The European Commission has been toying with making alterations to its green policies pretty much since introduced, and in fluid times it may be no bad thing.
And fluid the world has been of late.
The EC will make proposals to increase the EU’s carbon market reserve and develop a €30bn decarbonisation fund, responding to the Iran war’s pressure on energy bills.
Tweaks to the Emissions Trading System (ETS), will happen very shortly, according to President Ursula von der Leyen, but not everyone is happy, with criticism that without regulatory stability progress cannot be sustained, or future investments made with certainty.
Vattenfall’s CEO, Anna Borg, warned: “Don’t mess with ETS. Undermining trust in the ETS and in how electricity markets function places the hope for short-term relief over long-term strategy and weakens Europe’s competitiveness.”
The argument, much akin to the UK’s shifting of energy bills to income tax, is that allowing short-term interventions in the ETS and the electricity market design would not make costs disappear, but simply shift them to state budgets.
The piper must be paid, from whatever source, and artificially shifting any burden comes with medium to long-term issues, such are declining investment. Vattenfall are even more bold in the analogy: “It’s like abandoning the insulation of a house halfway because it feels too costly now.

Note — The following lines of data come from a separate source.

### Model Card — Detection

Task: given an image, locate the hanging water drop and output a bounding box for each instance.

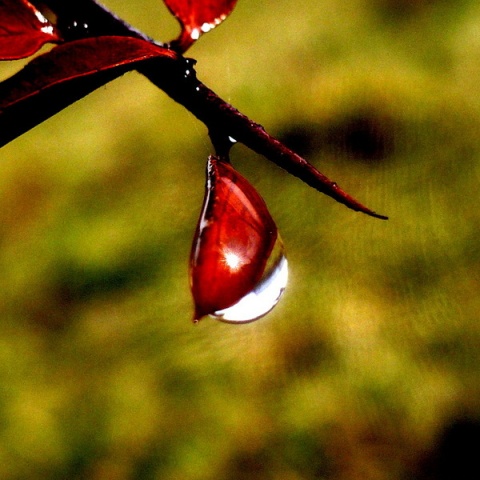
[190,156,288,323]
[212,247,288,323]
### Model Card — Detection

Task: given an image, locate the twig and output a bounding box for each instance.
[36,0,387,219]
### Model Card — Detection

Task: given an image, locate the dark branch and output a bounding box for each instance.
[30,0,387,219]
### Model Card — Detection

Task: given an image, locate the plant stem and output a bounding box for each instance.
[39,0,387,219]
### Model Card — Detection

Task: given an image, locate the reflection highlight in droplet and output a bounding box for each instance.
[212,250,288,324]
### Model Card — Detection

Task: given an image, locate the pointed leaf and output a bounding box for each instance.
[0,0,61,60]
[0,35,179,146]
[164,0,238,51]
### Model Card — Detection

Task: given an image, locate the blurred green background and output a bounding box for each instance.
[1,0,480,478]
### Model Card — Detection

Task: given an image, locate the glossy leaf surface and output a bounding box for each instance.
[0,35,179,146]
[0,0,61,60]
[190,156,287,323]
[163,0,238,51]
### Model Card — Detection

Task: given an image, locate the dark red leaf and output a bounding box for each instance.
[0,0,61,60]
[0,35,179,146]
[164,0,238,51]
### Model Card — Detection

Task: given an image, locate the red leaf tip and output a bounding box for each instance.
[163,0,238,51]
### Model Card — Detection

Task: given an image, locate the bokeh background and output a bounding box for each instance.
[1,0,480,478]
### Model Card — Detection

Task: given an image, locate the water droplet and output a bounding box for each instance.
[190,156,288,323]
[34,10,55,35]
[62,18,90,39]
[182,58,197,80]
[212,243,288,324]
[200,22,214,33]
[190,28,201,40]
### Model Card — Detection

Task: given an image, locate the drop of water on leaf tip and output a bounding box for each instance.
[190,156,288,324]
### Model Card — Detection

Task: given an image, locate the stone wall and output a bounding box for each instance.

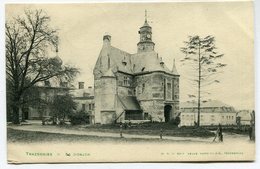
[116,72,134,96]
[94,76,117,124]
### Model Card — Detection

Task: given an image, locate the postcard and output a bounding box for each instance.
[5,1,255,163]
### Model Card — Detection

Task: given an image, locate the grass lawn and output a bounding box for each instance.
[7,128,194,144]
[64,122,215,138]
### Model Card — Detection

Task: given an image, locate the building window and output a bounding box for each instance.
[167,82,172,100]
[142,83,145,93]
[89,104,92,111]
[211,115,215,121]
[83,92,89,97]
[123,76,128,86]
[82,104,86,111]
[167,83,171,90]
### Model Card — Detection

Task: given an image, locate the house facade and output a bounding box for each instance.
[25,80,71,120]
[180,100,237,126]
[93,15,180,124]
[236,110,253,126]
[70,82,95,124]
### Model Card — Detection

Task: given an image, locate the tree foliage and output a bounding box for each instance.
[51,94,77,124]
[6,9,79,124]
[180,35,226,127]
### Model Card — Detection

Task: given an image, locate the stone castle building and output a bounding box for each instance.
[93,14,180,124]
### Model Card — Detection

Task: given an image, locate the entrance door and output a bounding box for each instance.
[164,105,172,122]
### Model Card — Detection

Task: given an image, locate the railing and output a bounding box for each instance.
[114,110,125,123]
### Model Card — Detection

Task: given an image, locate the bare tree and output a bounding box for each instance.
[180,35,226,127]
[6,9,79,124]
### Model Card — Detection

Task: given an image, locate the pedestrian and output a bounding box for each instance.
[213,124,223,142]
[218,124,223,142]
[248,126,253,140]
[212,129,219,142]
[160,128,163,139]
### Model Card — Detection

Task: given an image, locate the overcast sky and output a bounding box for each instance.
[6,2,254,110]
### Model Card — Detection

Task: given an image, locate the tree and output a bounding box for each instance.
[180,35,226,127]
[51,94,77,125]
[6,9,79,124]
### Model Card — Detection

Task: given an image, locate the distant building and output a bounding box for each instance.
[70,82,95,124]
[93,13,180,124]
[180,100,236,126]
[25,79,71,120]
[236,110,252,125]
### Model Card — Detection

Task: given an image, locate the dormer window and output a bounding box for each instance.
[123,76,129,86]
[160,57,164,67]
[122,56,127,66]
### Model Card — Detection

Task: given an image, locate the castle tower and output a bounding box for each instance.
[137,10,155,53]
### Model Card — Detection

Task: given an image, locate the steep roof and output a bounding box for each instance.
[118,96,141,111]
[94,44,178,77]
[131,51,174,74]
[172,59,178,75]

The real cost shows up later, in higher energy bills, colder winters, and repair jobs that are far more expensive” a statement says.
As Anna Borg concludes: “Regulatory stability is not a nice to have; it is what enables the massive investments required for the transition. Keep marginal pricing and the ETS as the pillars of the transition intact and give businesses the regulatory certainty needed to keep Europe in the lead. Only a decarbonised Europe is a competitive Europe."